As I said, I was surprised to find myself arguing in favour of prayer in school – and to be clear, I’m not suggesting this as a blanket position on the subject. I’m talking specifically about Valley Park. Even so, I expect many of you are reading this with a jaundiced eye, so let’s dive in and look more closely at the evidence.

Hidden Agendas

I’ll start with the argument that kicked this off, which was a complaint by Canadian Hindu Advocacy that seemed, from the coverage I read, to focus on the issue of equality. They weren’t asking for similar accommodation of Hindu belief, simply for the restoration of the secular norm. So I was surprised to find that the letter they sent to the TDSB started as follows:

The CANADIAN HINDU ADVOCACY, after successfully repelling Khalistani Sikh attempts to infiltrate the Conservative Party in BC, is launching a campaign to repel brazen attempts to Islamize the Toronto District School Board.

Well. Glad to see their sense of proportion is so finely calibrated. I’m going to go out on a limb and suggest that one imam holding a half-hour weekly service with no active participation or financial support from the school is hardly the Islamization of the TDSB.

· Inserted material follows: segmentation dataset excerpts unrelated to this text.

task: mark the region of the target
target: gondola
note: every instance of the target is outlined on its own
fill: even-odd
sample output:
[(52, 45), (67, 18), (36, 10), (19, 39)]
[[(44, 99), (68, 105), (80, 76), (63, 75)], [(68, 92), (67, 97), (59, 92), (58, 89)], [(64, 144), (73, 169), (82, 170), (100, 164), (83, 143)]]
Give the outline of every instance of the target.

Unfortunately, we don’t get much better from the Jewish Defense League, which claims to be:

…very concerned about The Islamic Society of Toronto [which provided the imam] because of there (sic) associations with other radical Islamic groups. Consider the following Press Release signed by the Islamic Society of Toronto together with other radical Islamic groups on the issue of Terrorism trials in Canada:


I guess they were hoping that their readers would just trust them on that point and not actually click the link, which is a three year old letter calling for bail to be granted for the remaining accused in the “Toronto 18” trials, given that they had already been in jail nearly two years, during which the Crown had whittled the case down to a mere “Toronto 11″ . The letter includes such incendiary language as this:

Balancing the pursuit of law, order, peace and security with the protection of individual human rights and civil liberties is a difficult task, especially when the balancing process involves individuals who may be unpopular. Are we, as a society, prepared to suspend basic rights, such as freedom of association and the presumption of innocence, in the name of anti-terrorism?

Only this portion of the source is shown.